Paneer Butter Masala - II

Paneer Butter Masala #

10 years later, another PBM!

Find the initial version here.


Ingredients #

  • Paneer – 250 gram pack
  • Oil – as needed
  • Salt – to taste

Whole spices:

  • Cinnamon stick – 1
  • Bay leaves – 2-3
  • Cumin seeds – 1 teaspoon

Other ingredients:

  • Onions – 2-3 large, chopped
  • Cashew nuts – 10-12
  • Tomatoes – 2 large
  • Ginger garlic paste – 2 tablespoons

Spices:

  • Red chilli powder – 1 teaspoon

  • Cumin powder – 2 teaspoons

  • Coriander powder – 2 teaspoons

  • Garam masala powder – 1 teaspoon

  • Double cream – 2-3 tablespoons

  • Fresh coriander leaves – for garnish


Recipe #

  1. Cut paneer into cubes and soak in hot water with 1/2 teaspoon turmeric powder for a few minutes. Remove and drain.
  2. Heat oil in a pot. Add cumin seeds, cinnamon stick, and bay leaves; fry for 30 seconds.
  3. Add chopped onions and fry until light brown. Remove onions but keep the spices in the oil.
  4. Grind the fried onions and cashew nuts into a smooth paste.
  5. In the same pot, add chopped tomatoes, ginger garlic paste, and salt. Cook until tomatoes soften and oil separates.
  6. Add cumin powder, coriander powder, red chilli powder, and garam masala. Mix well.
  7. Add the onion-cashew paste and stir. Add paneer cubes and mix gently.
  8. Add some water and cook on low flame until paneer is cooked through.
  9. Stir in double cream and cook for another 5-10 minutes until oil separates on top.
  10. Garnish with chopped coriander leaves and serve hot.

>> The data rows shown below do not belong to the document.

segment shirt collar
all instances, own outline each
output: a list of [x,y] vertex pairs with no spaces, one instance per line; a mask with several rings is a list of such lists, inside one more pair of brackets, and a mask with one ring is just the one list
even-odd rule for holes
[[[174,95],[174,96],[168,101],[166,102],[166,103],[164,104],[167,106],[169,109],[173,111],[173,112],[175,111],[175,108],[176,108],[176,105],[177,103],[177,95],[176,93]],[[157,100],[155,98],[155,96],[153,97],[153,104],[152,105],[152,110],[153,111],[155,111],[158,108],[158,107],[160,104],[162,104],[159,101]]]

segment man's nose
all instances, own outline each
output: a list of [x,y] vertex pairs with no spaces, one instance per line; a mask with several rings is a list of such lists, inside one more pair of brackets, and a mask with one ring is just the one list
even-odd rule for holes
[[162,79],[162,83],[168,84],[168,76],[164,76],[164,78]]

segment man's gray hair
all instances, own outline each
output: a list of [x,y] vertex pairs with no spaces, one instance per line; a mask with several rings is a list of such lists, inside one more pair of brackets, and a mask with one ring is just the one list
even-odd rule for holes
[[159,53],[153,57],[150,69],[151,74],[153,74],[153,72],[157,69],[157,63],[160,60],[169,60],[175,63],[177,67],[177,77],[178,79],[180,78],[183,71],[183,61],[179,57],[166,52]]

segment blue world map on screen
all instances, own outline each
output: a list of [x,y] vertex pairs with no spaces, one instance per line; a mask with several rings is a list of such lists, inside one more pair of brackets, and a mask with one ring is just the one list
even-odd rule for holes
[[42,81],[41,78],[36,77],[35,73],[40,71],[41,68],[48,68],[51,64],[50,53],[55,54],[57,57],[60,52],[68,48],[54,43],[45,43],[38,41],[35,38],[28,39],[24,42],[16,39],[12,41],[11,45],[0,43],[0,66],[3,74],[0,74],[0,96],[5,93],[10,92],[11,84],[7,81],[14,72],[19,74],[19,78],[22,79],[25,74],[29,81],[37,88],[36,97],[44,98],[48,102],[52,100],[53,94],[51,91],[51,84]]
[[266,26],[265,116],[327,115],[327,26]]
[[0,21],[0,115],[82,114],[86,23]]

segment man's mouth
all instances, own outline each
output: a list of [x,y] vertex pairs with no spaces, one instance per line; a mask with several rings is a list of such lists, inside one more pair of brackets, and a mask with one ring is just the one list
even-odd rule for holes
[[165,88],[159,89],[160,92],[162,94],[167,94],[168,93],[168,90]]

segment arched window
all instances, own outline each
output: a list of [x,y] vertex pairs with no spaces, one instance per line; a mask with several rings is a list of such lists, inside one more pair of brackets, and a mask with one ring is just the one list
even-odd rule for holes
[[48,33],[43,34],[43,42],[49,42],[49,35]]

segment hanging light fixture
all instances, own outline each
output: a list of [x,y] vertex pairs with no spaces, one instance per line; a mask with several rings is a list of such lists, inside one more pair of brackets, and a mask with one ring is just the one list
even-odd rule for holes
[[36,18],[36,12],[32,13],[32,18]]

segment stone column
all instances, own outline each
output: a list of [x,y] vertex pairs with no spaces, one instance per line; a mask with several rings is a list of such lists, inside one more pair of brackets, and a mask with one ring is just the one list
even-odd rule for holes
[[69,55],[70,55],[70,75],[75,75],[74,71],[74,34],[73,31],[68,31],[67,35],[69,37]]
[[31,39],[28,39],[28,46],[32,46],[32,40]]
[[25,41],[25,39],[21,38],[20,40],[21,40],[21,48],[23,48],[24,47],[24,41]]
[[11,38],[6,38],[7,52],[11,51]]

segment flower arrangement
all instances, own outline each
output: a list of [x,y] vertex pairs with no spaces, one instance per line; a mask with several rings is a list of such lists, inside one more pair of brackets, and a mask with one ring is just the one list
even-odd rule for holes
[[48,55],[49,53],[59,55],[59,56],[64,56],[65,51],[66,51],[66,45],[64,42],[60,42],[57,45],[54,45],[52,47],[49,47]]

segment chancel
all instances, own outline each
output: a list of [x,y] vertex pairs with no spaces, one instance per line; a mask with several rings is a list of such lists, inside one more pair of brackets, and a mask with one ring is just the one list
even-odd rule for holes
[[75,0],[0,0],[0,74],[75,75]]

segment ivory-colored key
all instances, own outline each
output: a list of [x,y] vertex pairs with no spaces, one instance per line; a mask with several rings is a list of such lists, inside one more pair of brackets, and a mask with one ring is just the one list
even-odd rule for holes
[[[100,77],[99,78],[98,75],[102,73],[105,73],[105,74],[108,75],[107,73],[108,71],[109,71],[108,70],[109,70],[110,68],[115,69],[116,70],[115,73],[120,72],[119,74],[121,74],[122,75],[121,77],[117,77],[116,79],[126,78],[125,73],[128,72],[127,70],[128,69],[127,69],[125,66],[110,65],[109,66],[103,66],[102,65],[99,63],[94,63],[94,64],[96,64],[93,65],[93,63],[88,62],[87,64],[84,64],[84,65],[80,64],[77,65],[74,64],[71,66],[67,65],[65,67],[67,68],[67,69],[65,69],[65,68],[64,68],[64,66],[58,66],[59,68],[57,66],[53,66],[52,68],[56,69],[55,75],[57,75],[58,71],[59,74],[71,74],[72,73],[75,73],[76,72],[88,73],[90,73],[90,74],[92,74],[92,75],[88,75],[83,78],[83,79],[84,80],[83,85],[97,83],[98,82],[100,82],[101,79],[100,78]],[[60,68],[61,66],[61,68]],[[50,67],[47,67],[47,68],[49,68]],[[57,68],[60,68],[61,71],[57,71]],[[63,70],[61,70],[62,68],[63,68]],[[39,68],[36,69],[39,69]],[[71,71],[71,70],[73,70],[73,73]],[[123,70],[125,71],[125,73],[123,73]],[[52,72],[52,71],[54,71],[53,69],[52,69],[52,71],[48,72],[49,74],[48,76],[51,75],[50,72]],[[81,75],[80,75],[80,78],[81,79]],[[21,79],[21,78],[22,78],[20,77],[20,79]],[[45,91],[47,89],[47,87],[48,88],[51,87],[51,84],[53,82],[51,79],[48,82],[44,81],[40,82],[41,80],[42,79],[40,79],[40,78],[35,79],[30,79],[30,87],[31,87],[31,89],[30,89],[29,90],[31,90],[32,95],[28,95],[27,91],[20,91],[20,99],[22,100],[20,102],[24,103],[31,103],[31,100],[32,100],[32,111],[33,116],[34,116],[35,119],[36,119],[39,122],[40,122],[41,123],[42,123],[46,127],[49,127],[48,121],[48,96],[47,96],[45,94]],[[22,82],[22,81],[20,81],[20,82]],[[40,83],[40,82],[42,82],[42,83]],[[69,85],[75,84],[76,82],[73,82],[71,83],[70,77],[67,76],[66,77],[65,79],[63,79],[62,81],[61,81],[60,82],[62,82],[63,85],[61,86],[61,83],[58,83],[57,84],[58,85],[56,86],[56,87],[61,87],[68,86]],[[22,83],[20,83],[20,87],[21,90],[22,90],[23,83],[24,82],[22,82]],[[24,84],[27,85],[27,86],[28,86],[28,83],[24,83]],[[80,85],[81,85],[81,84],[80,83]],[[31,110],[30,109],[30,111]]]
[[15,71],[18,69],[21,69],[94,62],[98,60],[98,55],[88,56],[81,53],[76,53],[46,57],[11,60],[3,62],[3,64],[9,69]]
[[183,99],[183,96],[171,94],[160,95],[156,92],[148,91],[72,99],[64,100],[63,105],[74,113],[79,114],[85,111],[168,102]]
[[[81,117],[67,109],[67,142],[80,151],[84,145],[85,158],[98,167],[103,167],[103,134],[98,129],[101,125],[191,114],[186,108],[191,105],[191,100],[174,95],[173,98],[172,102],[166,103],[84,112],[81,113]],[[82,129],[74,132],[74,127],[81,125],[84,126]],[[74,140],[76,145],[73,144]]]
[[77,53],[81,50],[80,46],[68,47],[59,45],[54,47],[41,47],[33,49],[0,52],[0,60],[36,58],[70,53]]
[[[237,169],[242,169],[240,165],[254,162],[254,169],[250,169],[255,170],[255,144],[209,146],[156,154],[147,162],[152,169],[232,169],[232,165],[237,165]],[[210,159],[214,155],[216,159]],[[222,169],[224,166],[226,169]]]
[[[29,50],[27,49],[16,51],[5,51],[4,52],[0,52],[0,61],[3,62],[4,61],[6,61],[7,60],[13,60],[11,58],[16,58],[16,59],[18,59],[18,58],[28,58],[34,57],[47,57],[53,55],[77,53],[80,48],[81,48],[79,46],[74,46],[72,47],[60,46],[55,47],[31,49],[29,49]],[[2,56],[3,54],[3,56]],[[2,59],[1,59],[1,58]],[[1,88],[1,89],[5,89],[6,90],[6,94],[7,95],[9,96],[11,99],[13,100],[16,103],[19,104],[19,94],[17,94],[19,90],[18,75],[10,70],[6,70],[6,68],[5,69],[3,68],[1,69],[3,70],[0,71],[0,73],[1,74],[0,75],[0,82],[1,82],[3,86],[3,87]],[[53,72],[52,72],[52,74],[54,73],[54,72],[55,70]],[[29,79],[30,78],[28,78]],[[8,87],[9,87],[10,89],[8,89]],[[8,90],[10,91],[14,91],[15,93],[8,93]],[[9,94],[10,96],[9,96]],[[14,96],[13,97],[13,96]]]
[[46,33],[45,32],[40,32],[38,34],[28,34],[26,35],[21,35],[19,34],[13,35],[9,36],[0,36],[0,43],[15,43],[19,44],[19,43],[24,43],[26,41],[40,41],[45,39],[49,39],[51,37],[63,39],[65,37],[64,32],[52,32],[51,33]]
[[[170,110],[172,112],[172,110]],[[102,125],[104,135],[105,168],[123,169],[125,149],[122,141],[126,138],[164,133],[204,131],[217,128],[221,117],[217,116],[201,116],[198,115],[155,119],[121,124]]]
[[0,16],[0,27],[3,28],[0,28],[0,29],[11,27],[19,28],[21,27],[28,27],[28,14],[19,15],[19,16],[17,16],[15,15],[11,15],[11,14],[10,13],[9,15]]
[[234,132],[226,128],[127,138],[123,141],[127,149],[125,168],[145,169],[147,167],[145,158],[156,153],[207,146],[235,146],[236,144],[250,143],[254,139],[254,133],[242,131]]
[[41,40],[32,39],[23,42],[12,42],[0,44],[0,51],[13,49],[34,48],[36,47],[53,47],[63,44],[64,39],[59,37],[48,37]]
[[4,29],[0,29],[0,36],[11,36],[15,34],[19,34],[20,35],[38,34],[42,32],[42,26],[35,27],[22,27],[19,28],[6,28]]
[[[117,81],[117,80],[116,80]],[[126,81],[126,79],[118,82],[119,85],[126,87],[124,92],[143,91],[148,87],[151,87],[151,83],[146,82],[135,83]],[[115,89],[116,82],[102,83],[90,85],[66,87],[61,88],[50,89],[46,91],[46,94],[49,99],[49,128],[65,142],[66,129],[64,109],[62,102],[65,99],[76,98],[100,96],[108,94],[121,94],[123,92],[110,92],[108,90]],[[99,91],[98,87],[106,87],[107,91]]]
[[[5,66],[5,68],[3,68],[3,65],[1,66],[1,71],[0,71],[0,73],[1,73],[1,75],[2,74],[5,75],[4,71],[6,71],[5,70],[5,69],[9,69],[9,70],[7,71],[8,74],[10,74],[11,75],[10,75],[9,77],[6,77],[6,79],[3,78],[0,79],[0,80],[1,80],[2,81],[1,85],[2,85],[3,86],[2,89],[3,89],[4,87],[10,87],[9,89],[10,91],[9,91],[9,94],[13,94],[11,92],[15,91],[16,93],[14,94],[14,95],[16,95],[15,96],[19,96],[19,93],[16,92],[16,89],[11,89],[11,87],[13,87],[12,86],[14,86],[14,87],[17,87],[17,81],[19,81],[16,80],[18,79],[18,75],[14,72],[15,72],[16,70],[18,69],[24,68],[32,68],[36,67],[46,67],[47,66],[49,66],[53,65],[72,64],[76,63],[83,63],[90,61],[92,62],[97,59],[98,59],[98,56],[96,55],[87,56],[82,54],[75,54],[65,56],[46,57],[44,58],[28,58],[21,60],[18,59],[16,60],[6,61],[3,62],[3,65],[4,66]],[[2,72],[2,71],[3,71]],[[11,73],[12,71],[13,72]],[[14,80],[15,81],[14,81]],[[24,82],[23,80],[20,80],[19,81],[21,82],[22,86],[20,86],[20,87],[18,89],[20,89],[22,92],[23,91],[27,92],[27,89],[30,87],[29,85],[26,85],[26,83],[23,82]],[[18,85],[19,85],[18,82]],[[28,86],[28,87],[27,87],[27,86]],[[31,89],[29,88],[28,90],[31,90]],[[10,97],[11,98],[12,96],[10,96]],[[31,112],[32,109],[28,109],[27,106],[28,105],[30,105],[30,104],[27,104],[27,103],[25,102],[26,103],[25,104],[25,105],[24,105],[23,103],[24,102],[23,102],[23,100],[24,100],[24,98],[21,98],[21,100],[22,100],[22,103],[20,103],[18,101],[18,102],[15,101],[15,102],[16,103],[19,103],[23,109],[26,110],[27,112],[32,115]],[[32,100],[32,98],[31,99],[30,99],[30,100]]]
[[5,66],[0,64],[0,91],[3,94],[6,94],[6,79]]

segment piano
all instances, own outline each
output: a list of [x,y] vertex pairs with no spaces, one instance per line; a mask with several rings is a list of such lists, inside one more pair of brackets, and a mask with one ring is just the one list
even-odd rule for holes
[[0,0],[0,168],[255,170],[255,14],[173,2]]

Chicken Butter Masala Variation #

Ingredients:

  • Chicken – 1 kg boneless, cut into small pieces (replace paneer)

Method:

  1. Heat 4 tablespoons oil in the pot. Add chicken pieces and fry until they change colour. Remove and keep aside.
  2. Use the same oil and follow step 2 onwards from the main recipe. Add more oil if needed.
  3. Continue as per main recipe, substituting paneer with fried chicken pieces.

Enjoy your flavorful Butter Masala, vegetarian or non-vegetarian style!